Friday, September 17, 2010


I have a strong hunch that St Augustine would have played well on television—if we were talking about the 1950s, the same time-frame as Bishop Sheen or Billy Graham in their hey-day. Today? Not so much, I don’t think. He (and they) would be swimming too much against the current of the wave of what is known as the “Gospel of Prosperity.” Today the theme of much televangelism is the doctrine that God wants us to be wealthy and well-off, and if we have the right kind of faith this will be the result.

In his long sermon On Pastors, though, St Augustine strikes a different note. The excerpt in today’s (Friday of the 24th Week of the liturgical year) Office of Readings from the Breviary includes these potent words:

The negligent shepherd fails to say to the believer: My son, come to the service of God, stand fast in fear and in righteousness, and prepare your soul for temptation. …Such a believer [who is prepared in this way] will not then hope for the prosperity of this world. For if he has been taught to hope for worldly gain, he will be corrupted by prosperity. When adversity comes, he will be wounded or perhaps destroyed.
The builder who builds in such manner is not building the believer on a rock but upon sand. But the rock was Christ. Christians must imitate Christ’s sufferings, not set their hearts on pleasures.
…What sort of shepherds are they who for fear of giving offense not only fail to prepare the sheep for the temptations that threaten, but even promise them worldly happiness? God himself made no such promise to this world. On the contrary, God foretold hardship….
For the Apostle says: All who desire to live a holy life in Christ will suffer persecution.

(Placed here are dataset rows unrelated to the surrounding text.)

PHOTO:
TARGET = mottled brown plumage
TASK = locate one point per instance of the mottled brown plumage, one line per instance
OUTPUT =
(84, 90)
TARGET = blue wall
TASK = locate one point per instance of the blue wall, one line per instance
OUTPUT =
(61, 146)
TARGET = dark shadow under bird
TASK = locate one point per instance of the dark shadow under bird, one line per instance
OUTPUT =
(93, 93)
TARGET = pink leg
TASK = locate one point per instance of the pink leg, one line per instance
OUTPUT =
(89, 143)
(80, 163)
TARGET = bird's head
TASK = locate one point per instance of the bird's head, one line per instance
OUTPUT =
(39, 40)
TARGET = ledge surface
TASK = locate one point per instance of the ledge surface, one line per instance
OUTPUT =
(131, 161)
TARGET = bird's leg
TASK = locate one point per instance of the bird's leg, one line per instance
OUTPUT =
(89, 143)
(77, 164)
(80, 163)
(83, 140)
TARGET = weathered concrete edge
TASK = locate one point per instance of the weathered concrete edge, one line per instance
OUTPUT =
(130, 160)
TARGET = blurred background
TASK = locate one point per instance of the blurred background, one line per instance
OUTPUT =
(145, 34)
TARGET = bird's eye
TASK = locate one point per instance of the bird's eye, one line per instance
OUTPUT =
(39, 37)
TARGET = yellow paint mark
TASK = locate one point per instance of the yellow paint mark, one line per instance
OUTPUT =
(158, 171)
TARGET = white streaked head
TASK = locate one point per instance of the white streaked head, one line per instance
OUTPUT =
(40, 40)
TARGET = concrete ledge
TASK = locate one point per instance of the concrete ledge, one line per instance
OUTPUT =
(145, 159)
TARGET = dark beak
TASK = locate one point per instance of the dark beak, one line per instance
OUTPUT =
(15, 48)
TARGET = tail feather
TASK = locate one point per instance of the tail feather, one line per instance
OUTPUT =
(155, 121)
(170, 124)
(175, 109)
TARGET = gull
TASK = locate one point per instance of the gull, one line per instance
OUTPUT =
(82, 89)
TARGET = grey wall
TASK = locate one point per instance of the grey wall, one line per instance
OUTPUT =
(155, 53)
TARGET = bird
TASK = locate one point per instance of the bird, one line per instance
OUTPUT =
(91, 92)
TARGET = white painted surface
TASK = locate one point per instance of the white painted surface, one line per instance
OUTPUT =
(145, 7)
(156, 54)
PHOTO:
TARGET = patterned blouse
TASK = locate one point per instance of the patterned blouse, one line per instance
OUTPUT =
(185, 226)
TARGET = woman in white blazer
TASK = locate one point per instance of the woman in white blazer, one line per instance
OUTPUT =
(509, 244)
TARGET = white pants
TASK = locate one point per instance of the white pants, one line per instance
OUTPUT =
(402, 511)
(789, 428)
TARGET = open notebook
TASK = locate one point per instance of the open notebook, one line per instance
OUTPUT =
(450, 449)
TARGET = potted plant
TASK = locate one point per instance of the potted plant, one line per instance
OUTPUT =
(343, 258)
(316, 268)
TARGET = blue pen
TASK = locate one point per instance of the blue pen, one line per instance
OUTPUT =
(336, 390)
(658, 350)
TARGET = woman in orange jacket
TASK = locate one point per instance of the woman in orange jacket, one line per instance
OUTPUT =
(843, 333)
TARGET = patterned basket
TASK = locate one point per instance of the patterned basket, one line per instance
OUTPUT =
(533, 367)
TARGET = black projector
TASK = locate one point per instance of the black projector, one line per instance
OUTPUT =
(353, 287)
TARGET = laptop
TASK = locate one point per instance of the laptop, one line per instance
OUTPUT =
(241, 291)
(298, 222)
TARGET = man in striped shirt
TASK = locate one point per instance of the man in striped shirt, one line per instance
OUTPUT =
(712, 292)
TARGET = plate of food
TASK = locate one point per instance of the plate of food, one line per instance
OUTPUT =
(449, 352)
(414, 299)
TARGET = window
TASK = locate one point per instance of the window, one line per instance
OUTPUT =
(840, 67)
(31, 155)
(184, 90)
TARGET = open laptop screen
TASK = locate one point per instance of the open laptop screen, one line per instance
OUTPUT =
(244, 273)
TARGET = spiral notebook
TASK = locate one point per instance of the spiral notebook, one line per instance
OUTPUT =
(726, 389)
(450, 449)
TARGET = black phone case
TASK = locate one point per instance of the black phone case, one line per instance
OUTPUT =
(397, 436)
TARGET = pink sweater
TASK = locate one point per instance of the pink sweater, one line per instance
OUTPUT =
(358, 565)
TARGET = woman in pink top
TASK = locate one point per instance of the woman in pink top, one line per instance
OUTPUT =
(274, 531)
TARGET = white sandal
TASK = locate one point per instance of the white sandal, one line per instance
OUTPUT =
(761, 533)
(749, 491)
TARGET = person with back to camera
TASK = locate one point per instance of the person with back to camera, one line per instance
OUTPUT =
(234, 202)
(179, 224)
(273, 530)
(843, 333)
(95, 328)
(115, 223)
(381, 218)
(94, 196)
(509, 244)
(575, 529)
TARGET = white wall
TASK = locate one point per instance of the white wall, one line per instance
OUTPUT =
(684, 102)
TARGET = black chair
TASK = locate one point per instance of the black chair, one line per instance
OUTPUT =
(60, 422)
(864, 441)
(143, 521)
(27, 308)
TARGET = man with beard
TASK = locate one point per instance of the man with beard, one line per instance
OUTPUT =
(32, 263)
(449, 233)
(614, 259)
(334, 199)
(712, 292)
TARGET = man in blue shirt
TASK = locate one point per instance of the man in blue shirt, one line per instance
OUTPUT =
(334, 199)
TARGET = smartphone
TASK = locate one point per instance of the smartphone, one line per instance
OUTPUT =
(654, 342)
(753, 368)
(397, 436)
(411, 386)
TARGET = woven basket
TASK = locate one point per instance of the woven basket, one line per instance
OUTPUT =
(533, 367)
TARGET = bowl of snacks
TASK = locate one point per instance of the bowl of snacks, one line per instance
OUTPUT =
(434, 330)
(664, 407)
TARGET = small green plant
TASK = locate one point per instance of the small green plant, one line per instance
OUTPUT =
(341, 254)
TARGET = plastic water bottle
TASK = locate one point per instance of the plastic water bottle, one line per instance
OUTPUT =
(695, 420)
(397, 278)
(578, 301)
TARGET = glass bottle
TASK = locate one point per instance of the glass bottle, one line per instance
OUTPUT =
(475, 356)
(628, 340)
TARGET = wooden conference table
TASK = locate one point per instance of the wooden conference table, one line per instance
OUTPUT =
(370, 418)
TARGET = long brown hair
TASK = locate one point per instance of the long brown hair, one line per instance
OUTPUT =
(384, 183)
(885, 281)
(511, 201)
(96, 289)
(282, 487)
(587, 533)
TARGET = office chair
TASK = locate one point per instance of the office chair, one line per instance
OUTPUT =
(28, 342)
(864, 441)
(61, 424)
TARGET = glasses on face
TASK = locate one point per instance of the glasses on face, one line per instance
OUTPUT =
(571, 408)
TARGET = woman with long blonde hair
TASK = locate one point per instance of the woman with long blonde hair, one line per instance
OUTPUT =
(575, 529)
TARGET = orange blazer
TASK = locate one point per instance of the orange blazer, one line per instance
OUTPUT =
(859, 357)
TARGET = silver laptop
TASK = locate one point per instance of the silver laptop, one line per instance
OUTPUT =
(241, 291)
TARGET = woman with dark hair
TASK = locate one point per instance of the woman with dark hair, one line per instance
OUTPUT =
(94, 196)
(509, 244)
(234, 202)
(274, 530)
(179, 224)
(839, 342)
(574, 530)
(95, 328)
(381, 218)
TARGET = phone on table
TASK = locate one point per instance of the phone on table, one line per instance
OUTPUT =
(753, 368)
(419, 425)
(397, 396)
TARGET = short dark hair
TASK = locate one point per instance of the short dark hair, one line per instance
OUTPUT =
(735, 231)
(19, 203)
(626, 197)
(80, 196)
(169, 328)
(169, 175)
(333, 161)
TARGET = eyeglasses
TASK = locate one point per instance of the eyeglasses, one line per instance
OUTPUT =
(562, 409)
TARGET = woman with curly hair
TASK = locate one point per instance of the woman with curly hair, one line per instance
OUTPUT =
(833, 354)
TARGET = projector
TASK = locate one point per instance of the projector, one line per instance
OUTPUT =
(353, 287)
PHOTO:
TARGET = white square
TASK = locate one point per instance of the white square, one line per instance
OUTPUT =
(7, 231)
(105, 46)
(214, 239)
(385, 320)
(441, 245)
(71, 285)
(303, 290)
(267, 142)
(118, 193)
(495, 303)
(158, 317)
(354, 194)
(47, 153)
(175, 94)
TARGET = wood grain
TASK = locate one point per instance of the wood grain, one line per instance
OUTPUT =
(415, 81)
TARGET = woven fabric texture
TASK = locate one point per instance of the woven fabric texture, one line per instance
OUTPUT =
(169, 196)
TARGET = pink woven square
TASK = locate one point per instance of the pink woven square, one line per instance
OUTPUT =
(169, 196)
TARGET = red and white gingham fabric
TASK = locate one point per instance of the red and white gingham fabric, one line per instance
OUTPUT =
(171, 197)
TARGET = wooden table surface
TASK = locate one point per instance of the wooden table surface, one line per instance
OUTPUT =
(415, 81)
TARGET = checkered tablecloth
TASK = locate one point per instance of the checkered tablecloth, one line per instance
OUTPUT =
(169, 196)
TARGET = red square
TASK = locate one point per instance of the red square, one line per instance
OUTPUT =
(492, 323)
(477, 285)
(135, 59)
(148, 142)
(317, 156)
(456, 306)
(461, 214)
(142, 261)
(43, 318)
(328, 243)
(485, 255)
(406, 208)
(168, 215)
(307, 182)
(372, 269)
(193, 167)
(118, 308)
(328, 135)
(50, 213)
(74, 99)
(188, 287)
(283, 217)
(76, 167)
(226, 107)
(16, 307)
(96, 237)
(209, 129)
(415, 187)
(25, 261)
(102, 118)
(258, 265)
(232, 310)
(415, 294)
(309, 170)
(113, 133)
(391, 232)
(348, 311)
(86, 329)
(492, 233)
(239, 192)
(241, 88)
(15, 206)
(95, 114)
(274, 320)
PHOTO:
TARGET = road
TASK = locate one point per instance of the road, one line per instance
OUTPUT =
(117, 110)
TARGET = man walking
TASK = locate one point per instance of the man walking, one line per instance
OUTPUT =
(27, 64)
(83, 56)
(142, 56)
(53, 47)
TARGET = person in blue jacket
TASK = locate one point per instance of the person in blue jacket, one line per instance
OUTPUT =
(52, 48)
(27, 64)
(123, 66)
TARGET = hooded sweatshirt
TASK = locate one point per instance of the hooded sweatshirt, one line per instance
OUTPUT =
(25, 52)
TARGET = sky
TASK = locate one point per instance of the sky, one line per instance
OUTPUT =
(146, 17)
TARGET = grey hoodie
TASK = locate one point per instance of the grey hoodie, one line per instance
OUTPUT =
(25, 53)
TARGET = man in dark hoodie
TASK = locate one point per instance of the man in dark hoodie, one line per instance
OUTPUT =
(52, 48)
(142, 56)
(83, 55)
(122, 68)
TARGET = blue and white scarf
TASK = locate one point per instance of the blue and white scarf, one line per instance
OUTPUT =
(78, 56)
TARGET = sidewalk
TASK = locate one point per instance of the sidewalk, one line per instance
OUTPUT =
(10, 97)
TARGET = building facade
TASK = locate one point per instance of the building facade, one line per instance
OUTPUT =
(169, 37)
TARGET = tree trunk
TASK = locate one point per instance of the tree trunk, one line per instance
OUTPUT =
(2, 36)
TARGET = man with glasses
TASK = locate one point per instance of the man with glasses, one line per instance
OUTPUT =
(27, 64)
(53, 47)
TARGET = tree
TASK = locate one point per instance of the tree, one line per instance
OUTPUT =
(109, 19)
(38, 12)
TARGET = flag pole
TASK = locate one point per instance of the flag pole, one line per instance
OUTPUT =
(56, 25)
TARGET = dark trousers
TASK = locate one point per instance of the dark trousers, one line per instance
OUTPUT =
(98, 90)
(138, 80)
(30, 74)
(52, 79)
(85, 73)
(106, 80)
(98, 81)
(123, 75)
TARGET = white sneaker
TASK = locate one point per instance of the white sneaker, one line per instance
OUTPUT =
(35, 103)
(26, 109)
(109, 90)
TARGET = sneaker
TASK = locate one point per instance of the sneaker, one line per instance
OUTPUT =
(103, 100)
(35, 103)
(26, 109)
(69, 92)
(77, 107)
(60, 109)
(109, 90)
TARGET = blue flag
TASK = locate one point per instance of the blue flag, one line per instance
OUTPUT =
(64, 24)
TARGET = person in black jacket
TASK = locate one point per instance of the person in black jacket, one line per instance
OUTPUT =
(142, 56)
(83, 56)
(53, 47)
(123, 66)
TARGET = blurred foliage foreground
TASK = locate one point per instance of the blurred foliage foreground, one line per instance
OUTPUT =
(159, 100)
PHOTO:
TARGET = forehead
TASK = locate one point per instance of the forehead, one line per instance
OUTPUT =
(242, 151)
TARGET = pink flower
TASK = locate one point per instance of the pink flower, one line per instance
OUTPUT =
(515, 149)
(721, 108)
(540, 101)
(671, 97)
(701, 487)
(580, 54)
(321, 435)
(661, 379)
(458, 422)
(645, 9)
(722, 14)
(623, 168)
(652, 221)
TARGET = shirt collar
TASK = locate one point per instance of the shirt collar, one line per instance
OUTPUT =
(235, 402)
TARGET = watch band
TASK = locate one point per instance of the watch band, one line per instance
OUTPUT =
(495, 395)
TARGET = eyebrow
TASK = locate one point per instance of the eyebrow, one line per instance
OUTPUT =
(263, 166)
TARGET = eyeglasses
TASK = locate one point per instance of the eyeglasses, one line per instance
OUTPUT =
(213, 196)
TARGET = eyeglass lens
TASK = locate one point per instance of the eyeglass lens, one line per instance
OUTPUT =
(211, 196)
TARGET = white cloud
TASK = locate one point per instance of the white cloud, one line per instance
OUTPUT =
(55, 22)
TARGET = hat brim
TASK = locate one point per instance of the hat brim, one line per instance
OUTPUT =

So: should St Augustine be on television? Probably! But I don’t think he’d get the ratings or the commercial endorsements. Thanks be to God, that is not what he was looking for. I hope it is not what we are looking for, either: let’s look for nothing other than to be faithful fellow cross-carriers with the Lord.

1 comment:

  1. Perhaps He can't be on television, but his insights, thoughts, teachings, etc, would make for a great TV show. (Not claiming to know his works), only what you have shared, and little other that I have read.